Es, junto a Ardanaz, el poblado con más habitantes de Izagaondoa. Una simple mirada sobre el volumen del conjunto del poblado es suficiente para comprender esta realidad. Lo compone un bloque compacto de casas apiñadas en torno a la iglesia de Santa Eulalia.
Esta iglesia es originaria del S. XIII pero muy reformada posteriormente. De la primitiva iglesia queda la portada románica, de medio punto, con tres arquivoltas baquetonadas y guardalluvias y con bellas esculturas en los capiteles. El resto del edificio corresponde a las reformas operadas, especialmente las del S. XVIII que son las que le dan el aspecto actual. En la conjunción de la cubierta del pórtico con el contrafuerte de la torre tiene un reloj de sol con la figura totalmente erosionada.
En interior el retablo mayor del S. XVI es de estilo plateresco y romanista, con la imagen de Santa Eulalia presidiéndolo. La pila bautismal es voluminosa, peromuy sencilla Conserva una talla de la Virgen del Rosario del S.XIII y un crucificado del XVI
Lizarraga. Iglesia de Santa Eulalia. Interior del templo.
Las casas de Lizarraga no son diferentes de las del resto de Izagaondoa. Las hay de cierto porte palaciego donde destacan sus portadas de arco de medio punto, ventanas y claves.
Se ven diferentes modelos de portadas. Algunas tienen arco de medio punto con sus respectivas claves, pero la mayoría son adinteladas con dovelas o con dintel de una sola pieza, de madera o de piedra, y apoyadas sobre ménsulas.
Por lo general todas están reformadas para adecuarse a las nuevas necesidades de sus moradores. Las hay de nueva construcción en antiguos solares que rompen totalmente con el modelo tradicional de casas rurales
Pero también se ven otras que conservan su antigua estructura o elementos de su época, como los muros de sillería de la Abadía, la ventana geminada de la Casa Caminero o las antiguas jambas y dintel de piedra de la puerta de entrada y los marcos de madera de las ventanas de Casa Ferrantx.
En Lizarraga también encontramos el Petrus Museum. Instalado en Casa Zandueta y gestionado por la Asociación Valle de Izagaondoa, este pequeño museo recoge fotografías y reproducciones de la obra del Maestro Petrus, centrándose en la iglesia de Guergitiáin y en otras de la zona.
En un espacio etnográfico recoge también materiales donados por la familia de Casa Zandueta y otros vecinos del valle. Son materiales, herramientas y utensilios que fueron utilizados hasta la segunda mitad del siglo XX para la fabricación de vino, de pan y de otros productos. También recoge una pequeña colección de estelas recogidas en el valle.
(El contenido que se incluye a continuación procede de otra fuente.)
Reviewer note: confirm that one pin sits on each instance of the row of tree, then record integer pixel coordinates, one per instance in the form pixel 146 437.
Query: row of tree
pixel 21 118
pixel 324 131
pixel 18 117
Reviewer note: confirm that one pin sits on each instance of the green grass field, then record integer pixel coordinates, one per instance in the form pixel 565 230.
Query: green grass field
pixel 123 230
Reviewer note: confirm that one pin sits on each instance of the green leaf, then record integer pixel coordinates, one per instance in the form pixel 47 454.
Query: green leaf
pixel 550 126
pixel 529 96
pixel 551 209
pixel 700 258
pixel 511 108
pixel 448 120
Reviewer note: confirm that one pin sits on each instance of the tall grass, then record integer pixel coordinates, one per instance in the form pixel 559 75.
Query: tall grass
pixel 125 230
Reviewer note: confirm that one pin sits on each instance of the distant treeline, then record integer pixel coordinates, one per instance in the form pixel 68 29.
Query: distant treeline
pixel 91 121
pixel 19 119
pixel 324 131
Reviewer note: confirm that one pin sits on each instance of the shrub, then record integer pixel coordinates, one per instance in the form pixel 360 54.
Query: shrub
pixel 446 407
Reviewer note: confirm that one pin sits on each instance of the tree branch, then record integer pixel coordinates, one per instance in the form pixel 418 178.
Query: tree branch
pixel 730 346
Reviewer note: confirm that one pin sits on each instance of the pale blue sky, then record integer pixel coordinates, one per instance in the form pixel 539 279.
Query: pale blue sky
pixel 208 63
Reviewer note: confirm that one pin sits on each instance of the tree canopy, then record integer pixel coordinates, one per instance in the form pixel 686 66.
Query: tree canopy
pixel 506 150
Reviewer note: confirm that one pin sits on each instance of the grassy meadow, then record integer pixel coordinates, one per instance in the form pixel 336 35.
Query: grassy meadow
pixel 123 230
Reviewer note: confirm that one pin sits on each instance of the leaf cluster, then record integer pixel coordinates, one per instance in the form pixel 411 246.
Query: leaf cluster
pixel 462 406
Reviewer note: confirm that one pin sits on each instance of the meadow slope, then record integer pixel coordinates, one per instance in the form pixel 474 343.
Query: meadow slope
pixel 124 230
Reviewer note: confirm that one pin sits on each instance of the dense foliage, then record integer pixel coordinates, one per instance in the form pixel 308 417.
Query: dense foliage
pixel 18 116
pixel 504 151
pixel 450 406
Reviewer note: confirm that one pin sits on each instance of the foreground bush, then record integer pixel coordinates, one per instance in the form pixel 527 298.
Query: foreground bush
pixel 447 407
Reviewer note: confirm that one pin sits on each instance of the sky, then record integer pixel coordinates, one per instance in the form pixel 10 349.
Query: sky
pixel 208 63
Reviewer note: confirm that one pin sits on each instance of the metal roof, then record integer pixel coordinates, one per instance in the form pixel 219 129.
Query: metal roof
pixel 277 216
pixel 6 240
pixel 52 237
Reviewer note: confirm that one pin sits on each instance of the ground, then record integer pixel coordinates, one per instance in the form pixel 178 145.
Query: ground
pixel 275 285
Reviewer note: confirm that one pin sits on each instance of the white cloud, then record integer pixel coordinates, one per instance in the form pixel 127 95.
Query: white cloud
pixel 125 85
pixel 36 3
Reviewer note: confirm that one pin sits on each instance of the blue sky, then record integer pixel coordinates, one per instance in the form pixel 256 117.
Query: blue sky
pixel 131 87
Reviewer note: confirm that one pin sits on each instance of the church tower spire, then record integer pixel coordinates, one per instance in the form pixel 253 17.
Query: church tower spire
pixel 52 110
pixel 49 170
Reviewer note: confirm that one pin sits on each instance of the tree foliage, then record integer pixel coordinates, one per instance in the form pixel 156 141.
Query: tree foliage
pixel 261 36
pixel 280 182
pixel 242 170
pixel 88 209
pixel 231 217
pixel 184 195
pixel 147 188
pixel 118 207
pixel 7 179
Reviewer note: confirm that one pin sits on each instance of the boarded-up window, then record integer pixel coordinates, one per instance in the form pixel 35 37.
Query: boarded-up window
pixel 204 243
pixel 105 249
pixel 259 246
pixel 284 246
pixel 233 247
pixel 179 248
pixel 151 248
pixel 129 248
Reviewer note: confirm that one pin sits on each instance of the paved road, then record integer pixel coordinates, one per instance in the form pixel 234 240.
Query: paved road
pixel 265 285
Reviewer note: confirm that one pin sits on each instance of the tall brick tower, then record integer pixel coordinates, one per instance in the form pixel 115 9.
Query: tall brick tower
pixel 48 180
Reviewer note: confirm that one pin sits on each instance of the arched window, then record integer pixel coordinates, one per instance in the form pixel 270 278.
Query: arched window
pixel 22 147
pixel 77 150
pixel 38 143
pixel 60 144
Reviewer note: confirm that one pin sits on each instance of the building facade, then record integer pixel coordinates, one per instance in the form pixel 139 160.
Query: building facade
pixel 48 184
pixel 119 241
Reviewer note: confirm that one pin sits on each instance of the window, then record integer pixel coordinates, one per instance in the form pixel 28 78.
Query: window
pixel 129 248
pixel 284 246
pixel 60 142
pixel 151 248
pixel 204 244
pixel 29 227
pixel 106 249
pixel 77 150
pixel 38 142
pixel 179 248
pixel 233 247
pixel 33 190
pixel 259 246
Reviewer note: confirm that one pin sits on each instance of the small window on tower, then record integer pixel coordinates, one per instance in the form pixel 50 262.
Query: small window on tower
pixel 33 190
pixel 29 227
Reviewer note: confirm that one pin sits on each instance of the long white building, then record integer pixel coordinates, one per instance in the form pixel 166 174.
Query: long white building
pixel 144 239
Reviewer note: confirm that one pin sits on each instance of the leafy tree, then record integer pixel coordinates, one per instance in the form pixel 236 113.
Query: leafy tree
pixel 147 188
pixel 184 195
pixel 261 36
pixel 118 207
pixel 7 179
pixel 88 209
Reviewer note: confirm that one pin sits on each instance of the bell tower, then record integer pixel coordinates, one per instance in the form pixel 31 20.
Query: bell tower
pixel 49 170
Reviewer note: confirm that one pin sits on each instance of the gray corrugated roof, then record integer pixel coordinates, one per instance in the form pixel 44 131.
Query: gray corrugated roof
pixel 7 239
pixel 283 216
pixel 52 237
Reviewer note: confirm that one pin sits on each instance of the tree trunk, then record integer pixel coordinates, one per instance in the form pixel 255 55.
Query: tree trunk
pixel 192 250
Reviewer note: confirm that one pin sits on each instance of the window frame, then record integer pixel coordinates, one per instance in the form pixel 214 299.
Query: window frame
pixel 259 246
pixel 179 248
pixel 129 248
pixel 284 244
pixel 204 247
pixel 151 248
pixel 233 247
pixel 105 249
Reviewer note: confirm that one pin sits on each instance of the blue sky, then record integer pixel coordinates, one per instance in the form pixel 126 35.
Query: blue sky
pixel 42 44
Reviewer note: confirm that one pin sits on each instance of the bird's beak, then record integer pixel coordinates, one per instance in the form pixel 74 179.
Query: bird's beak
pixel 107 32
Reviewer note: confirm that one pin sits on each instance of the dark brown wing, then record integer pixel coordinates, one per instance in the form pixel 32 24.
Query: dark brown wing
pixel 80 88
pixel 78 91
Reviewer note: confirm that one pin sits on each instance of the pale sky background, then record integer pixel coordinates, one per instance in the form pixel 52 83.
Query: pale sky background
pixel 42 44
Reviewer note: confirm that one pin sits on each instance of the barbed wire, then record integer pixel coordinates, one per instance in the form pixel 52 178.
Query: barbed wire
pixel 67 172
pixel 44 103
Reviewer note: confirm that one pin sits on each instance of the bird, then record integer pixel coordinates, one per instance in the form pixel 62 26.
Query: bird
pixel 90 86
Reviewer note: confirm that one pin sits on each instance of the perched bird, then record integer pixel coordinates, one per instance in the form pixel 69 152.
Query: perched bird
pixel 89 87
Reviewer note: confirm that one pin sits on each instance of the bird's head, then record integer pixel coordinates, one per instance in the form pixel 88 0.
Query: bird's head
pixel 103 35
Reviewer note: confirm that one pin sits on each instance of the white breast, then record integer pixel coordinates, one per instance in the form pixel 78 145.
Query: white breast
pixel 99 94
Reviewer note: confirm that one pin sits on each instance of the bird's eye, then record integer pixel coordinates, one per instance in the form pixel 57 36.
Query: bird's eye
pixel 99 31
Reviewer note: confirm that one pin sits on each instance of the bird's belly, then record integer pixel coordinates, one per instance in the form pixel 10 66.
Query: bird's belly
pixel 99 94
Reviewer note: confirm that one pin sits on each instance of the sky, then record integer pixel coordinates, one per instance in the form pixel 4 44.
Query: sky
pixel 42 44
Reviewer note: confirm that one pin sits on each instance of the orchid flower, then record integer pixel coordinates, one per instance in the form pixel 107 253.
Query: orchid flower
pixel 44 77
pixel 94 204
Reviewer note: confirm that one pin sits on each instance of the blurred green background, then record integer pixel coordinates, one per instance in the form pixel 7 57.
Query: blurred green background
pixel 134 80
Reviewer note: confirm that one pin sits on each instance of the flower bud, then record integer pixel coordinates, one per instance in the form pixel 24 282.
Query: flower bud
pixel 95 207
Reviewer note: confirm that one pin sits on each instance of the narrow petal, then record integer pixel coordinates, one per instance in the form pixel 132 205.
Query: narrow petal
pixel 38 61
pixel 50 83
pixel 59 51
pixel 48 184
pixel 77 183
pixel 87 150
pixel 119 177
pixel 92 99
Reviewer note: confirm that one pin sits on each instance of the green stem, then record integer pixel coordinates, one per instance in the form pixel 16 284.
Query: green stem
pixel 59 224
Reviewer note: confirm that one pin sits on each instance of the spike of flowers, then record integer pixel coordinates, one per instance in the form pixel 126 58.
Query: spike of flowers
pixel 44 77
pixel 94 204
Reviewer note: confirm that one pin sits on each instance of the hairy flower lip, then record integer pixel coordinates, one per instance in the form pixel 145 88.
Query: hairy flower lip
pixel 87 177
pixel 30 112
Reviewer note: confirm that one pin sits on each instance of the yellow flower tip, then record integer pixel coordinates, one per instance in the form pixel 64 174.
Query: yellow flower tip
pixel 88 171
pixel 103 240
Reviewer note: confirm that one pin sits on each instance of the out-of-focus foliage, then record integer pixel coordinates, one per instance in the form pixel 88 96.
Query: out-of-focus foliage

Es un poblado más disperso que Lizarraga. Sus casas se elevan de E a W sobre el promontorio en el que se ubica, para culminar con la iglesia de Santa Águeda, en su punto más alto.
Idoate. Vista general. El edificio de la iglesia de Santa Águeda es una construcción gótica del siglo XIII, totalmente reconstruida durante el siglo XVII.La portada es gótica y corresponde al templo primitivo del siglo XIII. Es un arco de medio punto con tres arquivoltas y guardalluvias exterior que apoyan en capiteles decorados de las columnas de las arquivoltas. En el interior se aprecia perfectamente la bóveda de terceletes que cubre el templo con excepción del coro. El retablo mayor es de estilo barroco, aunque algunas imágenes son modernas. La pila bautismal es de época medieval. Es cilíndrica y está apoyada sobre una base cuadrada. Está decorada con dos filas de arquillos por todo su perímetro. En un altar lateral se halla una imagen de la Virgen sedente con el niño. Procede del S. XIV.
Idoate. Casa Paskualena. Fachada.
Esta casa se levantó sobre las ruinas del antiguo Palacio de Idoate, que fue cabo de armería. En 1815 los dueños de Paskualena compraron el palacio derruido y en su lugar construyeron el actual edificio aprovechando elementos y materiales del anterior palacio.
En la clave del arco de la portada luce el año de construcción y un escudo, muy deteriorado, que en dos de sus cuarteles se aprecian las bandas que componían el escudo del palacio de Idoate.
Idoate. Casa Paskualena. Clave.
En la fachada W tiene una placa de piedra, muy erosionada, con el nombre de la casa y del año de construcción de la misma. Hasta la restauración de la casa, esta placa se leía con mucha dificultad. Hoy día puede leerse más fácilmente. tal como la interpreta Simeón Hidalgo. La antigua Casa Sanjuanena está situada en la parte más baja del poblado. Su fachada tiene dos puertas, una adintelada con madera sobre ménsulas y otra (principal) con arco de medio punto.
Esta casa fue conocida con el nombre de Oroztarrarena. Sobre la dovela central del arco de la puerta tiene una inscripción a modo de clave (sobre la que se ha colocado un foco que impide su visión completa) que dice: “FRANCISCO DE OROZ. AÑO 1765", nombre que pudo originar esta denominación de la casa. Actualmente se denomina Casa Ocha, original de algún propietario proveniente de Osa (Arce).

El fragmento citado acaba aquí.